S3: Promising and informative experimental results.

7. Three (or more) weak points about the paper (Please clearly indicate whether the paper has any mistakes, missing related work, or results that cannot be considered a contribution; write it so that the authors can understand what is seen as negative).

W1: Presentation should be improved, especially explanation of push-down parallelism.
W2: Concept of Lane Refill itself is not new. Some might say it is just applying an existing idea on to a new metal although the paper has a new trick.
W3: After all, these algorithm require several shuffling of data/work among lanes. There might be some case where this causes more overheads than benefits.

8. Novelty (Please give a high novelty ranking to papers on new topics, opening new fields, or proposing truly new ideas; assign medium ratings to delta papers and papers on well-known topics but still with some valuable contribution).

With some new ideas

9. Significance

Improvement over existing work

10. Technical Depth and Quality of Content

Solid work

11. Experiments

Very nicely support the claims made in the paper

12. Presentation

Reasonable: improvements needed

13. Detailed Evaluation (Contribution, Pros/Cons, Errors); please number each point.

D1: Maybe this reviewer was particularly slow, but it took a while to fully understand the push-down parallelism.
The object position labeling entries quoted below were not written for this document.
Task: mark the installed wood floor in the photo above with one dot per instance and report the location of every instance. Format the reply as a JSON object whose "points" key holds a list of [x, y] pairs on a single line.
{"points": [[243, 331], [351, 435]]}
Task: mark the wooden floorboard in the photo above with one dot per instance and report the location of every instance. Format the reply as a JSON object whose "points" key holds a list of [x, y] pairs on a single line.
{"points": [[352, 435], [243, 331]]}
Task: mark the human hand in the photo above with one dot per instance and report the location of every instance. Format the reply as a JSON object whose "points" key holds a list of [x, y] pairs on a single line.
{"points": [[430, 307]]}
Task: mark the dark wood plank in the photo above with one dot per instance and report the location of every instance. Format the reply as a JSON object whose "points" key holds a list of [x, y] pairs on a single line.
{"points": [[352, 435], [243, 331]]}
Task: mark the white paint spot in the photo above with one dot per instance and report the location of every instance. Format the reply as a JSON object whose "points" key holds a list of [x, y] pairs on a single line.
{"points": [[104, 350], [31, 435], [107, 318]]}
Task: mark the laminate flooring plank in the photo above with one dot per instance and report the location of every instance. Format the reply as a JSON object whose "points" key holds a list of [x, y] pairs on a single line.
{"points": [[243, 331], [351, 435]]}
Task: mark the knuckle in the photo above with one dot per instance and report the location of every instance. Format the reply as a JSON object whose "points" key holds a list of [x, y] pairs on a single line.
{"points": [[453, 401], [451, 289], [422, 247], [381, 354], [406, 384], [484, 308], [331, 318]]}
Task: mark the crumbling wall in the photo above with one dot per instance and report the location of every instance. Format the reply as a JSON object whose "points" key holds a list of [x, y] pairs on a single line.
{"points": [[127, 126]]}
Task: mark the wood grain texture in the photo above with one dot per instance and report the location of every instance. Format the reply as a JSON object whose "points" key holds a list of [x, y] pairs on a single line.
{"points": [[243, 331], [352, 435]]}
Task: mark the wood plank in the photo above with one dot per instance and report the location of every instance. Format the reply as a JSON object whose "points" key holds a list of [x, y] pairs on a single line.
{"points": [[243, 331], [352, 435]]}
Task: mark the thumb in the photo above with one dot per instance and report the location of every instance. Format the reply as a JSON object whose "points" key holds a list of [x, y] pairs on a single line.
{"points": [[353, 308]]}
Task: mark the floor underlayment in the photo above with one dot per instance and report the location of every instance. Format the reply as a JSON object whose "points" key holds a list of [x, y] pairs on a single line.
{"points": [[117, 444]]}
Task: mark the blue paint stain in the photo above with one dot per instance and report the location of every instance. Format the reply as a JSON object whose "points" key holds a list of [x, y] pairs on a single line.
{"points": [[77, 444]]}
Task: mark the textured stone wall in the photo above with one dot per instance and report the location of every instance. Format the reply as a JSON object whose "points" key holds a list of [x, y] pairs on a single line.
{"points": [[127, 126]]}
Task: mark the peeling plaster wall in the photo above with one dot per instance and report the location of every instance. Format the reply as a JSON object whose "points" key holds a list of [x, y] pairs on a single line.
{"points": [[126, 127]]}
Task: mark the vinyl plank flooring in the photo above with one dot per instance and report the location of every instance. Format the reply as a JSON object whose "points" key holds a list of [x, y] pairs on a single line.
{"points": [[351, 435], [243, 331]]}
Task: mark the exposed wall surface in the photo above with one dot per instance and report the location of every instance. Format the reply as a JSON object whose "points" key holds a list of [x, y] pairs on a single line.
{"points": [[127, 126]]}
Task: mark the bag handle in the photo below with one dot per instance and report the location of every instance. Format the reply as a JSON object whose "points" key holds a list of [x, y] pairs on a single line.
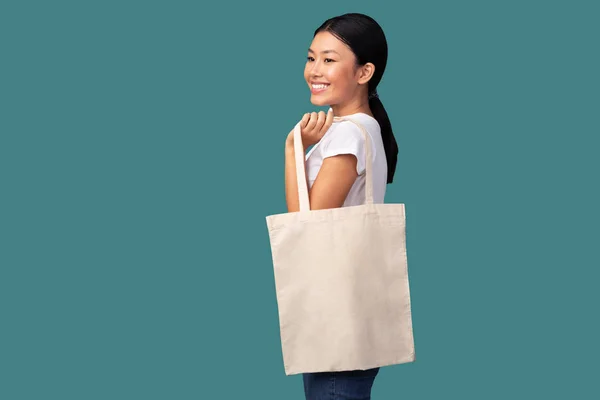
{"points": [[301, 170]]}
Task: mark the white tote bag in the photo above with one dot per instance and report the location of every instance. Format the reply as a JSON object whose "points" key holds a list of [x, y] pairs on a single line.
{"points": [[341, 281]]}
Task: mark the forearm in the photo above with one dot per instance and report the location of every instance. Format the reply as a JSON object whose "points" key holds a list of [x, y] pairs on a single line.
{"points": [[291, 184]]}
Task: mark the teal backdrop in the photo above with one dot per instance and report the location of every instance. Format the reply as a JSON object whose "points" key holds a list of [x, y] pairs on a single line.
{"points": [[141, 148]]}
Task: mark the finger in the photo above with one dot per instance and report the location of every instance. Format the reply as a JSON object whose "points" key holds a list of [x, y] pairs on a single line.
{"points": [[328, 121], [304, 120], [313, 121], [321, 120]]}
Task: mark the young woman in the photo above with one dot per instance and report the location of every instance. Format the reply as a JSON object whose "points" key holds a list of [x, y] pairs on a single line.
{"points": [[345, 63]]}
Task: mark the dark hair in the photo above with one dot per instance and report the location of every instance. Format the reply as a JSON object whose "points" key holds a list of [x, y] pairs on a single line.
{"points": [[363, 35]]}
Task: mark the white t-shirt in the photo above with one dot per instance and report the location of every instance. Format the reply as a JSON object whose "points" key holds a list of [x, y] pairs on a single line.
{"points": [[344, 137]]}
The presentation of this paper is not particularly bad, but there are a few things that would help readers understand the algorithm:
- Section 3.2/3.3 and Figure 3/4 are split into two pages, back-to-back. The reviewer almost hurt its neck by flipping the pages tens of times. Better placed in a way that texts and related figures are co-located.
- The meaning of w/s/etc can be better explained with detailed running examples and real numbers. Only Figure 3 has such numbers, which are not well connected with other texts/figures. Furthermore, it is confusing that t_buf/w_buf/s_buf are mentioned in Section 3.2 and Figure 3 before explaining their meanings.
- In the mini-figure starting with “gather w_buf, t_buf, ...”, it would be helpful to graphically say that o_orderdata/o_orderkey/c_acctbal are “t” and bucket_offs is “s” in this case.
- In Figure 4, “w <- number expansion items op_i” does not sound clear. How about “w <- number of work items after expansion in op_i”
- It would be less confusing to use 8 as the number of lanes everywhere rather than switching between 8 and 32 within the section. The paper can just say in the experimental section that it used 32 lanes instead of 8.
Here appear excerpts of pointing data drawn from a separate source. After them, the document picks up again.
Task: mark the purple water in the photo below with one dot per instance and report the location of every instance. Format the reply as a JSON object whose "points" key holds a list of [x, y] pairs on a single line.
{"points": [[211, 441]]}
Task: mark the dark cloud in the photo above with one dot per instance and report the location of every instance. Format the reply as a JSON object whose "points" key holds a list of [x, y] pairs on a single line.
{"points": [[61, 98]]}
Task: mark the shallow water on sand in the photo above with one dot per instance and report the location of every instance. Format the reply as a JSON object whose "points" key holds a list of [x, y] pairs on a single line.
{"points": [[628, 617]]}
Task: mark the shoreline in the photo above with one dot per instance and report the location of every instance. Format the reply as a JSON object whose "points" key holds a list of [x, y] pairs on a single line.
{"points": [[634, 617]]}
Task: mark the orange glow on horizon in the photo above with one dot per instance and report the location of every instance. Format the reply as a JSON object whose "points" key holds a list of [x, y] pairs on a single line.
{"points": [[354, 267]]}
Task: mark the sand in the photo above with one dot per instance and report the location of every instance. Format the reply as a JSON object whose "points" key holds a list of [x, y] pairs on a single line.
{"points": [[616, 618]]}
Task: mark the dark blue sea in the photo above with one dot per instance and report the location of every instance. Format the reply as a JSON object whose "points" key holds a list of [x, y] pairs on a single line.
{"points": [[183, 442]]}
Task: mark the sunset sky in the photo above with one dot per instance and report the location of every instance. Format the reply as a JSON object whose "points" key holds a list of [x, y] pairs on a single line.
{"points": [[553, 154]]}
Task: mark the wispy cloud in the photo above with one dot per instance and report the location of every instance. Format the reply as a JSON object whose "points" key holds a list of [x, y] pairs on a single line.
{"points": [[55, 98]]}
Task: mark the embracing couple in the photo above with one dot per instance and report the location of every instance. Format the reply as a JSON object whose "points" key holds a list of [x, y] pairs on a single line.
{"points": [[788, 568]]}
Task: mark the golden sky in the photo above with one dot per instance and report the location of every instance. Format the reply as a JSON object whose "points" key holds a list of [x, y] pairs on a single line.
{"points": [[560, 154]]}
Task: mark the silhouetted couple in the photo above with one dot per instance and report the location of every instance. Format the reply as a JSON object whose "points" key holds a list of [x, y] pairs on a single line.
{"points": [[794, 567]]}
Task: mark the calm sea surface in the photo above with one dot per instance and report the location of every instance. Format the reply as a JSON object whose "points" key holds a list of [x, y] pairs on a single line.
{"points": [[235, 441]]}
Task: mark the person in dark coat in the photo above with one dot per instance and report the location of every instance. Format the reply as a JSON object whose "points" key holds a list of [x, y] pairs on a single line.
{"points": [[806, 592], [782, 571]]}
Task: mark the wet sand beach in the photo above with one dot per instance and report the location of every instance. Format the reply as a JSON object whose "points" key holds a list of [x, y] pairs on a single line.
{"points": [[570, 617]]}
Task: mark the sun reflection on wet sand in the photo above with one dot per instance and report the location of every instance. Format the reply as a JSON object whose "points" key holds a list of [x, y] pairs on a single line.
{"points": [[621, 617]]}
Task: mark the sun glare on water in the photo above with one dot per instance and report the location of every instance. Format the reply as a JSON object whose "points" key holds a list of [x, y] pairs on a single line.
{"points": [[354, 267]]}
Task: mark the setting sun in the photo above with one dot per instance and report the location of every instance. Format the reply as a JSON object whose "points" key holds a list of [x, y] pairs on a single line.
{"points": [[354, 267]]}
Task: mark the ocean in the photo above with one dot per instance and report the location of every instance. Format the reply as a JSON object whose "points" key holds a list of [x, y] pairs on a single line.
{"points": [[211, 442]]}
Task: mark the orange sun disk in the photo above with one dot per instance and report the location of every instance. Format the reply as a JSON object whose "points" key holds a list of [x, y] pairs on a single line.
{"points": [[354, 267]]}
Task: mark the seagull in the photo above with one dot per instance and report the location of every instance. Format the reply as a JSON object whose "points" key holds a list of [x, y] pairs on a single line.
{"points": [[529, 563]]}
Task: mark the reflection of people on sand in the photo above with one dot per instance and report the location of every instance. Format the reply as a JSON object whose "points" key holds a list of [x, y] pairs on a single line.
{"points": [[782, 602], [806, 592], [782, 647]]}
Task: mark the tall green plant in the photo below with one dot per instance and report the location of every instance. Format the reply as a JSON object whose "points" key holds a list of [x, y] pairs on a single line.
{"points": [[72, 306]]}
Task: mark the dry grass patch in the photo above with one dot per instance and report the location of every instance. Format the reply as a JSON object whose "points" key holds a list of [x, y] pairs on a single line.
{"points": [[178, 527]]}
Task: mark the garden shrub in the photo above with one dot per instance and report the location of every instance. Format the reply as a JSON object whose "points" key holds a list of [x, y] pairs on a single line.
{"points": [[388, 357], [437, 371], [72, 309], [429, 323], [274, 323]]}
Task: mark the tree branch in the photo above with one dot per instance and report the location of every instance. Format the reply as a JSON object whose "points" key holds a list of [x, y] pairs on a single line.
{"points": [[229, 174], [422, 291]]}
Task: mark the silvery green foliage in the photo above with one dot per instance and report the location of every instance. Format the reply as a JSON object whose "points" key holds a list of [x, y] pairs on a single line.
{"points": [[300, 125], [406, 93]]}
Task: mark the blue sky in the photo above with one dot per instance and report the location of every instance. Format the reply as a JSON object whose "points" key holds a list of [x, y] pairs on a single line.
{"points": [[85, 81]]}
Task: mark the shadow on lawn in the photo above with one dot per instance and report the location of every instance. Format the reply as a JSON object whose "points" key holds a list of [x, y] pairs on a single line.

D2: The benefit of push-down parallelism and lane refilling might be sensitive to the number/type of op_1~op_i-1, op_i+1~. For instance, the following two cases might observe significantly different benefits of the algorithm between 1) there are 100 operators and each operator involves heavy computation and 2) there are few or no operators aside from the diverting operator. In the latter case, and especially when there are many lanes, how does the cost of shuffling and bitmap-computation affect the overall cost? The paper should have a sensitivity analysis.

14. If revision is required, list specific revisions you seek from the authors

D1/D2

Reviewer #2

1. Overall Rating:

Weak Reject

2. Relevant for PVLDB

Yes

3. Are there specific revisions that could raise your overall rating?

Yes

5. Summary of the paper (what is being proposed and in what context) and a brief justification of your overall recommendation. One solid paragraph.
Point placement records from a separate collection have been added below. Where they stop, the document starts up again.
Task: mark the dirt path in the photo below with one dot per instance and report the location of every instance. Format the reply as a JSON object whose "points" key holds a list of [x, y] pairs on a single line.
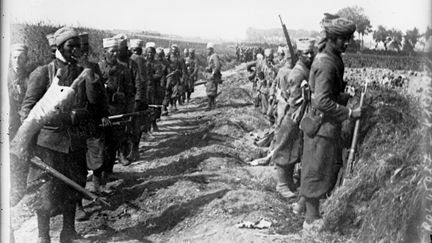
{"points": [[192, 183]]}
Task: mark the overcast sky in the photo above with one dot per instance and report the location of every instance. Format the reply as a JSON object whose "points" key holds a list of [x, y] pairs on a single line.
{"points": [[226, 19]]}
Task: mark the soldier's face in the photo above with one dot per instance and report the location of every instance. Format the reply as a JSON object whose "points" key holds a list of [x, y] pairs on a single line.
{"points": [[111, 54], [71, 49], [342, 43], [53, 50], [307, 57], [150, 54], [18, 59]]}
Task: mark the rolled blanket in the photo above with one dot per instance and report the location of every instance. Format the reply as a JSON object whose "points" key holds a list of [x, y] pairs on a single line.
{"points": [[57, 98]]}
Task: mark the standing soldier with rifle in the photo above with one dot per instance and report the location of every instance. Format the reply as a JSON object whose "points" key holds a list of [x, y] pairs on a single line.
{"points": [[61, 143], [214, 69], [289, 138], [173, 78], [120, 95], [322, 153], [95, 143], [192, 69], [138, 103], [17, 85], [155, 86]]}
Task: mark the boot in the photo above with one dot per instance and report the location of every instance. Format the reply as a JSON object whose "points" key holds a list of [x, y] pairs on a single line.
{"points": [[300, 206], [283, 183], [81, 215], [44, 240], [155, 128], [123, 160], [97, 182]]}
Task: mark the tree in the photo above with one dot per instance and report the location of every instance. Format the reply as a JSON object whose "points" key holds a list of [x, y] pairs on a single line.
{"points": [[357, 15], [394, 39], [411, 38], [380, 35]]}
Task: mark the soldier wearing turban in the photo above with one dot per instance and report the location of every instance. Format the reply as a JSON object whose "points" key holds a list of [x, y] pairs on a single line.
{"points": [[289, 138], [322, 152], [215, 76], [61, 143], [17, 84]]}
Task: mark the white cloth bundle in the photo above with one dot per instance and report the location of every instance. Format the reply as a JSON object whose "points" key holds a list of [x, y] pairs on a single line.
{"points": [[57, 98]]}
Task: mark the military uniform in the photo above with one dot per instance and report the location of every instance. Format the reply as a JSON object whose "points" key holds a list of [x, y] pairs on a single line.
{"points": [[192, 70], [155, 87], [214, 68], [175, 69], [17, 86], [61, 143], [120, 93], [289, 138]]}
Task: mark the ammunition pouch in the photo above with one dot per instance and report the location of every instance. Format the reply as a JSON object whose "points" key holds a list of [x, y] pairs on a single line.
{"points": [[118, 98], [311, 122], [78, 116]]}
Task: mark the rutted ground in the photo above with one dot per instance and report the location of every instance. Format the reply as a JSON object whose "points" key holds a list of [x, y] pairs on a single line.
{"points": [[192, 183]]}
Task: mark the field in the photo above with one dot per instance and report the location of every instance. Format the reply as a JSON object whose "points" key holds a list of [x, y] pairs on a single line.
{"points": [[194, 184]]}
The authors raise the topic of control flow divergence in the context of parallel architectures, namely GPUs. To address the sources of divergence, they present two techniques, the latter being a port / refinement of existing work. The presented techniques aim to ensure that the warp lanes of GPUs remain as utilized as possible during query processing. Each technique is presented in detail; the authors have explained which GPU primitives are relevant for each one. Finally, experimental shows the benefits of the presented approaches, which, however, appear to be marginal for macro-experiments.

6. Three (or more) strong points about the paper (Please be precise and explicit; clearly explain the value and nature of the contribution).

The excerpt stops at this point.